Confirmation Bias – It is seeking only data that supports the decision maker’s preferred choice and rejecting all evidence to the contrary. This is a trap because refusing to consider contradictory information might make us happy in the short time, but could lead to ruin later on.
Nowadays, a prime driver of the confirmation bias is social media. Author Eli Pariser in his book called “Filter Bubble” showed how confirmation bias is amplified by algorithmic editing. People only see information they are likely to agree with, while excluding opposing views. Filters lead to polarization, a fact evident in today’s political environment.
To avoid the Confirmation Bias, actively seek out alternative viewpoints. Ask yourself, “What would it take to prove my idea wrong?”
Availability Bias – It is making a decision based only on the evidence that is readily available. Without digging deeper or looking wider, valuable information can be missed.
Here is a simple experiment to understand availability bias. Quickly name three large service food/drink franchises? I suspect your answer included McDonalds, Subway or Starbucks. The reason they are top of mind is due to the vast number of locations. Currently there are over 37,000 McDonalds, 41,500 Subways and 30,000 Starbucks outlets. Odds are one or all of them are located within three miles of your home.
To avoid the Availability Bias, commit to doing more research. Ask yourself, “What other sources of information can I seek beyond the obvious?”
Outcome Bias – This is an error made in evaluating the quality of a decision based on the outcome alone. In short, the assumption is that if the outcome was successful the decision was good. The catch is that a poor decision can have a good outcome due to dumb luck and vice-versa.
Competitive sports are very susceptible to the Outcome Bias. When games come to down to a final shot the winning team gets all the accolades while the losing team’s effort is ignored, despite the small gap between them. Consider Super Bowl XLIX between the Seattle Seahawks and the New England Patriots. In the final minute a New England defender intercepted a pass to seal the win for the Patriots. Seahawk fans were shocked because they assumed their powerful running back would bulldoze it in. Coach Pete Carroll’s defense of the play call was that it was situationally the right call even if the result was horrible. For sports fans the interception colored their view of the Coach’s decision.
To avoid Outcome Bias consider the effects of probability. Ask yourself, “How much of this outcome resulted from pure chance?”
Anchoring Bias – This is where an individual depends too heavily on an initial piece of information to make subsequent judgments. In haggling, this is when the first offer set the range for the entire negotiation.
In a study by behavioral economist Dan Ariely, test subjects were asked to write down the last two digits of their social security number.
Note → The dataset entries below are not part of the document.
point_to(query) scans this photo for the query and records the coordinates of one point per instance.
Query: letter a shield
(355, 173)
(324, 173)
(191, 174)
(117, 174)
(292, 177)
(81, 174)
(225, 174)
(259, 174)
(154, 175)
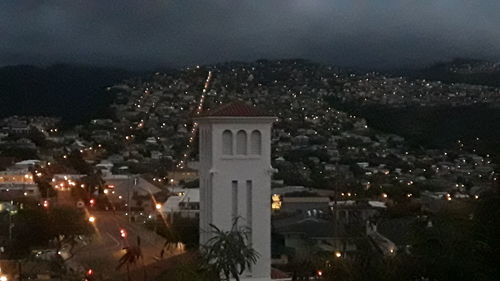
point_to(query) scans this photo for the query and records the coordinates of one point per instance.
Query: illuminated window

Then they were shown items whose value they did not know, such as wine, chocolate and computer equipment. They were asked to bid for these items without any other information. The result was that the participants with higher social security numbers submitted bids that were between 60 percent and 120 percent larger than those with the lower numbers. This showed how a random number can become an anchor.
To avoid the Anchoring Bias, be skeptical about the value of the first piece of information. Ask yourself, “Does this limited information accurately reflect reality or do I need more?”
It is human to fall for our mind’s fallacies. However, with awareness and reflection it is possible to mitigate their effects and enable better decisions. Have fun working with these five!